A. Schematic representation of locations of visceral endoderm cells and epiblasts of E6.5 embryos. Boxed regions show where EM images are taken. Microvilli, lipid droplets and cell nucleus are illustrated. B. Representative EM images of control and mutant embryonic cells at E6.5. B1-2 (control) and B4-5 (mutant) are high magnification EM images of visceral endoderm cells. Microvilli (red arrows) and lipid droplets (orange stars) are indicated. Notice the increases in size of clear vesicles inside the lipid droplets in mutant embryos. Most lipid droplets appear only light stained with only a few dark-stained spots in mutants (blue arrowheads). B3 (control) and B6 (mutant) are high magnification EM images of epiblast cells in embryonic ectoderms.

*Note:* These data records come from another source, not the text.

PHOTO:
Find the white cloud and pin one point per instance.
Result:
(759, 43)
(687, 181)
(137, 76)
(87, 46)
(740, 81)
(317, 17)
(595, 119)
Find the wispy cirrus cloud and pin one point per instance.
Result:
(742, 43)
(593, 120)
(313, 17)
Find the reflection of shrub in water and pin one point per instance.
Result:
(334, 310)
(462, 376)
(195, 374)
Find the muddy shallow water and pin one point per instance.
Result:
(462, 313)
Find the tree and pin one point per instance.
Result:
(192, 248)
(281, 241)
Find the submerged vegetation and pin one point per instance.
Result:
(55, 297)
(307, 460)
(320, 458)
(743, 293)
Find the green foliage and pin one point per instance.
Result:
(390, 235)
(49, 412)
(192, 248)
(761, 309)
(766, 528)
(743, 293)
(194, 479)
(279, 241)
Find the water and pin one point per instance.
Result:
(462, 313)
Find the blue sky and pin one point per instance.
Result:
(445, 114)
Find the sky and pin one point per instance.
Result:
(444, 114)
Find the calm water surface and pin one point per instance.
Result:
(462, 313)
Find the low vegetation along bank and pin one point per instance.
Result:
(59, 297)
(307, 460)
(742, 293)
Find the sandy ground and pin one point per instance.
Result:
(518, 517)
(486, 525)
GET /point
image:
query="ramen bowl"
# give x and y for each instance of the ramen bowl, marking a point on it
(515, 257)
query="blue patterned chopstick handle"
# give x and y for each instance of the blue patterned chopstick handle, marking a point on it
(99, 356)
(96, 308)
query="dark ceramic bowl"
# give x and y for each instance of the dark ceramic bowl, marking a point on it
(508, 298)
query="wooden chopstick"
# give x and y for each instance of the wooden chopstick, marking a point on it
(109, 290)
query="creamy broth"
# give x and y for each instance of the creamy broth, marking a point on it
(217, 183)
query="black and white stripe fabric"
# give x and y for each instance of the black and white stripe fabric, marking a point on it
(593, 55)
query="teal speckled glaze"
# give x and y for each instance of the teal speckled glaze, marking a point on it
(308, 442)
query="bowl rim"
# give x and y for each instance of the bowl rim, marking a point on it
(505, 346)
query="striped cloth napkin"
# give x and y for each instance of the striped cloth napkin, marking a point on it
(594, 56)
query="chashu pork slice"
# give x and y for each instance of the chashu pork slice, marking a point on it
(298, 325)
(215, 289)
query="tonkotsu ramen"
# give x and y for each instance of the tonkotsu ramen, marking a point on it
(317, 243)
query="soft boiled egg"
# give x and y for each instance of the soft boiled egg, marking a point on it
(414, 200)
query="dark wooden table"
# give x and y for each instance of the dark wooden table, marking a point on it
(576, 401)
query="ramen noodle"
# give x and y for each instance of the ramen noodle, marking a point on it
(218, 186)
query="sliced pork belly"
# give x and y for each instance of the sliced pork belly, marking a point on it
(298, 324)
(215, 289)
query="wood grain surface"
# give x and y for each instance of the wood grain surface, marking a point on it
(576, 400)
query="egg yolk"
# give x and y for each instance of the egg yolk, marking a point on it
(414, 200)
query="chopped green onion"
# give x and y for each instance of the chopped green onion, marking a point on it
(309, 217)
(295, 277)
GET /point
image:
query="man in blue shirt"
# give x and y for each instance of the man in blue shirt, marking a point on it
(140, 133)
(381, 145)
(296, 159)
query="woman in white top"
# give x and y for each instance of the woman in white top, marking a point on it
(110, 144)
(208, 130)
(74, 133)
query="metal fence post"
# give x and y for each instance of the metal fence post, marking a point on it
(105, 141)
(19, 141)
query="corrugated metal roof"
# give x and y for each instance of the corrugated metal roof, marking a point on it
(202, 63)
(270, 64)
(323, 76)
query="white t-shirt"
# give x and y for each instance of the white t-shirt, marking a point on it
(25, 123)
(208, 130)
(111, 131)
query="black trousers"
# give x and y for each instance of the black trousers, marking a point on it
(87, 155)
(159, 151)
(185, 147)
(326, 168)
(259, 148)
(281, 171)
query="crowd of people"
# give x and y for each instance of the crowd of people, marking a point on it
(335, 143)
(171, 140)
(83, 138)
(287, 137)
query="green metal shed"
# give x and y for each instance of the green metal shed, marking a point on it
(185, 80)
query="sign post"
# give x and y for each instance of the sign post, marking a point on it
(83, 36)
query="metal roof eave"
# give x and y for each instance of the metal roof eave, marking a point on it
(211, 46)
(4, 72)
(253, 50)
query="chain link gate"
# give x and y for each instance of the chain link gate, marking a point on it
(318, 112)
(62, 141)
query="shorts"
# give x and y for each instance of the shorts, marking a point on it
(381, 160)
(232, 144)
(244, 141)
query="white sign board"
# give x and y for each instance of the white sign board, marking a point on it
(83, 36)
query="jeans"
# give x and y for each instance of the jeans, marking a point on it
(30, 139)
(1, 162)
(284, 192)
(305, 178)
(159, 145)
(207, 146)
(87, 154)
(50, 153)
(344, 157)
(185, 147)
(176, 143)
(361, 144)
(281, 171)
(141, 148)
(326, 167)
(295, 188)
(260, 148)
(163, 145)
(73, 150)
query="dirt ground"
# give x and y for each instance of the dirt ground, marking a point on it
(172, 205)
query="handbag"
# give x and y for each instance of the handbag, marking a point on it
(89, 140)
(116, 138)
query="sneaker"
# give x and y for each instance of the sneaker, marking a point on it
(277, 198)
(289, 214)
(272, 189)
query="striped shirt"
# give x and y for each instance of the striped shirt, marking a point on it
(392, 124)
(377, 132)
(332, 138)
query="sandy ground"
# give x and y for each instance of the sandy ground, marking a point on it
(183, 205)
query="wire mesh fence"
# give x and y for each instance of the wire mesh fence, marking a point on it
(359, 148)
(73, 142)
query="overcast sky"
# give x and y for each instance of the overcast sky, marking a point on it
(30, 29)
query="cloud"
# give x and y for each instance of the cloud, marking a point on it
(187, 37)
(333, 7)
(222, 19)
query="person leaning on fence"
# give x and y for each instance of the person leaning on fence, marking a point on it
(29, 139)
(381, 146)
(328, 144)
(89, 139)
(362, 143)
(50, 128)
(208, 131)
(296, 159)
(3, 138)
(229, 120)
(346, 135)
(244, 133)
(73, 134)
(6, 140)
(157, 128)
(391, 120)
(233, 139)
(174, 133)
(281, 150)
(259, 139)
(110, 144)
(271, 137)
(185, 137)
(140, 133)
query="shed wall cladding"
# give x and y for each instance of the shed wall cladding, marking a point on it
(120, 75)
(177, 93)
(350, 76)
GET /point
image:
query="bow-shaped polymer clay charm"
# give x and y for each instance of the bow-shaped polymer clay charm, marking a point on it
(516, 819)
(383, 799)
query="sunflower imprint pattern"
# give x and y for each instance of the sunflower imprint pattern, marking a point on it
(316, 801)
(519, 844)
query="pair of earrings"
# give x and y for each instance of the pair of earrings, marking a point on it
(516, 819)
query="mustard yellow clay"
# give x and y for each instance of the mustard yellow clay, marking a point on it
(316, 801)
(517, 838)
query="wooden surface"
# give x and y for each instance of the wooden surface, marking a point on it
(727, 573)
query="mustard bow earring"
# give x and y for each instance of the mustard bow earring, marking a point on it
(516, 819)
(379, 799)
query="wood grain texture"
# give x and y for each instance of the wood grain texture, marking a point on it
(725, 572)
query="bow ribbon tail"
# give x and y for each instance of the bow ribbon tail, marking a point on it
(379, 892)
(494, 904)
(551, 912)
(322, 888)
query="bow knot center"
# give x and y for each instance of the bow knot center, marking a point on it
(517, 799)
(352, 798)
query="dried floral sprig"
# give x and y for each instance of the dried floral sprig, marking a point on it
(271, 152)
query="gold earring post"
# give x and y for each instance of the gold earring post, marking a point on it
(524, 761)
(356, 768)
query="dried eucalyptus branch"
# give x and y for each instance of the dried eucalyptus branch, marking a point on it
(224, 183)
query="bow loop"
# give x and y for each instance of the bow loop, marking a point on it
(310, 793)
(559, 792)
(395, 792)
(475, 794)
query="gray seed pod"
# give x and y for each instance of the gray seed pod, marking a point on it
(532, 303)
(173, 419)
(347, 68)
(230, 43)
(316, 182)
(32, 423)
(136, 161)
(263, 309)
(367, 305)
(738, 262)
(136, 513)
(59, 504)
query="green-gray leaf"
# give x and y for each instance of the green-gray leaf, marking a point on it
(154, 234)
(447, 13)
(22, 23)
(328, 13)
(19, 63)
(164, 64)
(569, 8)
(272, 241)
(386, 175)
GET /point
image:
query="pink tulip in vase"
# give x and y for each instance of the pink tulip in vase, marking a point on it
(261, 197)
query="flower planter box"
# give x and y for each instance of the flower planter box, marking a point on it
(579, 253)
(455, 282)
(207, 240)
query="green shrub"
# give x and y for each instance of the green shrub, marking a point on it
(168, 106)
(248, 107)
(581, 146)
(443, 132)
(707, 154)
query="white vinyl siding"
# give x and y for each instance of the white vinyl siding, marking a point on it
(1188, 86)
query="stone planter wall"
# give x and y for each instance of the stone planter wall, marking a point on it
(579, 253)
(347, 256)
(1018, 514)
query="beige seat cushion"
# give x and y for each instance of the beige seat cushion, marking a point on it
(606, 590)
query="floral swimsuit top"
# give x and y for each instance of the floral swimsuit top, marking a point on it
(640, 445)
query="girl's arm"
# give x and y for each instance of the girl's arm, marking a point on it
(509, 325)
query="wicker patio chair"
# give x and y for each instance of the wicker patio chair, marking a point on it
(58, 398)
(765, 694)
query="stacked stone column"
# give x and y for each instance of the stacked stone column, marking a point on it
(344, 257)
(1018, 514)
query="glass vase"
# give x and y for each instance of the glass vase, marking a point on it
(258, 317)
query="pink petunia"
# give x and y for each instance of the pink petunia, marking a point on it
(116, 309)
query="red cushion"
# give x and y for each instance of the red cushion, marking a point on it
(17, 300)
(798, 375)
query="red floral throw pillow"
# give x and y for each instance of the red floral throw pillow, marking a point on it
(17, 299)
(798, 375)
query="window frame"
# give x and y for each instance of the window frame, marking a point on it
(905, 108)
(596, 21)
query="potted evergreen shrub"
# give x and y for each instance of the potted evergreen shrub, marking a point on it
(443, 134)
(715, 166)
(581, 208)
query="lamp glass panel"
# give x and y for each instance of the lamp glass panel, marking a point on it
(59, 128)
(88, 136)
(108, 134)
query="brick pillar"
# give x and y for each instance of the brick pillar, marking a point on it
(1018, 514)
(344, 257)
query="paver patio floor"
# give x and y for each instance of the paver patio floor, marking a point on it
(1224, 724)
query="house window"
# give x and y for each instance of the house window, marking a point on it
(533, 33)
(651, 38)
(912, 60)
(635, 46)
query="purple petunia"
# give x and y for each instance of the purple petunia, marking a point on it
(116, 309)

Green stars point to nucleus. No differences in cell morphology or subcellullar organelles were observed in mutant epiblasts. Scale bars: 2 µm. C. Quantification on the diameter of vesicles inside lipid droplets, with scatter plot of both control and mutant embryos. There is a statistically significant increase in vesicle size inside the lipid droplets in mutant embryos (p<0.001).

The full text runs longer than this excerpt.